If you’re looking over a lead poisoning claim, here is the medical information that’s essential to build any case:

  • Complete medical records, including infant and child growth percentiles with height, weight and head circumference measurements; labs; and documentation of well-child check ups.
  • All testing and lab results for the individual.
  • A full medical history of family members, including their genetics, that could identify any underlying medical, developmental or cognitive issues that could account for or contribute to the allegations of lead poisoning.
  • Research into the individual’s geographic area, especially the town and building in question, to uncover any other claims or possible environmental factors such as lead in the water.

More than medical records needed

Attorneys and adjusters also must look beyond the medical records. Here are other questions you should ask about the claimant:

  • What are the parents’ occupations? Could a child be picking up lead from residue left on their parents’ clothes and shoes, tracked in from their workplaces? The National Institute for Occupational Safety and Health lists nearly two dozen jobs that could lead to lead exposure.
  • Does the family use Mexican folk remedies, which may contain lead, such as greta, azoque and azarcon? The CDC lists other folk medicines that may contain lead.
  • Is drinking water contaminated with lead?
  • How old is the claimant? Babies and toddlers are at the highest risk because they play on the floor, picking up contaminants on their hands and skin and putting anything in their mouth.
  • Does the child chew on toys, which possibly contain lead paint? Since 2008, the Consumer Product Safety Commission has recalled about 50 toys because of lead.
  • Are foods stored in containers high in lead such as leaded crystal, pottery or pewter?
  • Is the claimant exposed to household dust which contains lead from lead paint chips or contaminated soil brought in from the outside?
  • How is the child doing in school? Are there behavioral and cognitive test results to review?
  • Has a developmental behavioral pediatrician, toxicology specialist and genetic specialist been consulted? Some genetic disorders can cause cognitive and neurological disorders that, at first glance, may appear to be lead poisoning. These experts could provide critical information into the child’s well being.
  • Do other family members, especially children, have elevated levels of lead?  If not, genetics may be the culprit.
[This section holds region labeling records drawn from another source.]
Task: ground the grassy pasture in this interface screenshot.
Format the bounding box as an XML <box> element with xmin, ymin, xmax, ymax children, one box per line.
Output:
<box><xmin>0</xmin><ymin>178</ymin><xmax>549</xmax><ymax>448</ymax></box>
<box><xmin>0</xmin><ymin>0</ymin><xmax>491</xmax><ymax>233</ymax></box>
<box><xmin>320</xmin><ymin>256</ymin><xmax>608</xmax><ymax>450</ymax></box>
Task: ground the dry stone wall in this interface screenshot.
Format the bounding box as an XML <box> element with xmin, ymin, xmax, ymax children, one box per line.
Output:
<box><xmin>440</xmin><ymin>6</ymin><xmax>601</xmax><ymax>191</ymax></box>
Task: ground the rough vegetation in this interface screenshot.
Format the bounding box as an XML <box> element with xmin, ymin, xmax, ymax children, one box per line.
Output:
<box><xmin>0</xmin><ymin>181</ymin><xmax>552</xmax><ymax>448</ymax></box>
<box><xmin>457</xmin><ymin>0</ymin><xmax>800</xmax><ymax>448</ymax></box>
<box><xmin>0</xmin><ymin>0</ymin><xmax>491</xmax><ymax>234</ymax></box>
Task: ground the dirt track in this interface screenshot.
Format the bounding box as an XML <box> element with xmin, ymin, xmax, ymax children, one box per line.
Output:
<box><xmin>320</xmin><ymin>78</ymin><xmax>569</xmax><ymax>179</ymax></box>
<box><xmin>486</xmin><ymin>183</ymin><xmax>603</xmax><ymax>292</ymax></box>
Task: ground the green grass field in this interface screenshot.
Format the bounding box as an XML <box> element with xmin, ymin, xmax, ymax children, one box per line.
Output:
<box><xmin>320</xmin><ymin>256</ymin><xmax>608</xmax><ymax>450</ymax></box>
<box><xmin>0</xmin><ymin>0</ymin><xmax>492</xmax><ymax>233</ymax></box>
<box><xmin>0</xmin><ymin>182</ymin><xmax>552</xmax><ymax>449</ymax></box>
After all, genetics, for instance, not lead exposure could cause learning delays that might be attributed to lead poisoning. A favorite old toy, passed down from a grandparent, could be full of lead. Or, grandma’s remedy for colic could be behind the high lead levels.

In other words, a clear understanding of the clinical, genetic, cognitive and environmental  presentation – and not just the medical history – is critical when analyzing an alleged case of lead poisoning. Attorneys and adjusters who don’t have the full picture could miss the details that might just make or break a case.